Spencer, allongé sur les draps ouvrit des yeux semi-comateux et reconnut l'individu gras, aux bras tatoués, qui l'avait interpelé. C'était un de ces dealers habituels… un type d'origine russe, vraiment pas commode. Mais à côté de lui, se tenait un individu qu'il n'avait jamais vu.

Le dealer posa deux flacons près du lit et demanda : « Où est le fric ? »

Spencer désigna mollement la table de chevet : « …second tiroir… ».

L'homme prit l'enveloppe et l'enfourna dans la poche intérieure de son blouson après en avoir vérifié le contenu.

Il se retourna vers le type qui l'accompagnait et murmura : « Il te convient…? ». L'autre, le regard hypnotisé par le corps longiligne et le visage angélique de Reid, le fixait avec des yeux avides. Il se contenta de hocher lentement la tête.

Le dealer lui donna une petite tape amicale sur l'épaule et chuchota à son oreille : « T'en auras pour ton fric… Je prends cher, je sais, mais t'as vu la qualité de la marchandise ? Et tu peux lui faire ce que tu veux… ».

Puis, se retournant vers Reid, le dealer précisa : « Le fric, c'était pour la commande. Je t'ai fait un prix d'ami. Maintenant, reste à régler le prix de la livraison… Tu vois ça avec lui… » fit le dealer en désignant le type silencieux à côté de lui. Il eut un sourire mauvais : « En nature, cette fois… ». Il recula ensuite vers le seuil de la chambre et, s'adressant à son client, il ajouta : « Je t'attends dans le salon… Prends ton temps… ».

La porte se referma sur Reid et sur cet inconnu qui se déshabillait.

Spencer semblait indifférent. Il se foutait de tout. Il laissa cet homme s'allonger près de lui et commencer à le toucher de ses mains âpres et vicieuses.

Reid détestait ça. Mais il avait l'impression qu'il ne méritait rien d'autre que cette humiliation permanente, rien d'autre que cette lente et irrésistible dégradation. Il ne pourrait jamais tomber assez bas.

Jamais…

L'image de Tobias le hantait. Par la drogue, il s'évadait ; par la drogue, il le rejoignait. Reid était enfermé dans ce cercle vicieux. Il cherchait à tout prix fuir cette réalité dans laquelle Hankel l'avait forcé à participer à ses meurtres, à cette boucherie, en le forçant à choisir les victimes… Il ne pourrait jamais se le pardonner.

Reid ne pouvait pas non plus supporter cette réalité dans laquelle il était devenu lui-même meurtrier… Il avait tué Tobias… Pas Raphaël, pas Charles, non… mais Tobias, si innocent… Tobias qui l'avait pourtant ranimé et sauvé… Dès qu'il fermait les yeux, Spencer revoyait sans cesse le regard aimant de Tobias lorsqu'il lui injectait le Dilaudid, son regard perdu et reconnaissant alors qu'il agonisait, une balle en plein cœur… Ce regard de mourant était à jamais gravé dans son esprit.

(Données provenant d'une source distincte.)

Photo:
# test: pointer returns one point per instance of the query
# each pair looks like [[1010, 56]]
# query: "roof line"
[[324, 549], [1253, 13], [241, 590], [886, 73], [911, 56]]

« Il ne peut pas te briser… » avait murmuré Jason Gideon dont l'image s'affichait sur l'écran informatique, lorsque Reid était prisonnier.

Si… Tobias Hankel pouvait. Il avait pu. Il l'avait fait.

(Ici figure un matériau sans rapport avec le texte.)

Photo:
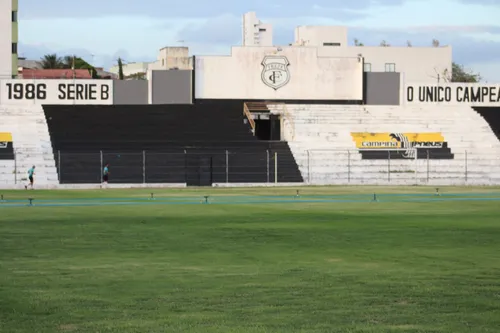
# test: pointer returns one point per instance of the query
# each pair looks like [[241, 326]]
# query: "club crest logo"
[[275, 72]]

Tous ces meurtres, tous ces morts, tout ce sang… trop de pression que Reid n'avait pu supporter. Il voulait effacer tout ça, supprimer ces horreurs qui gangrenaient sa mémoire, et rejoindre Tobias dans ses paradis artificiels auxquels son ravisseur l'avait lui-même initié. Faire comme s'il n'était pas mort… comme s'il ne l'avait pas tué… comme si tout ça n'avait jamais existé.

Et pour ça, il était prêt à payer.

Prêt à payer n'importe quel prix pour enfin tout oublier.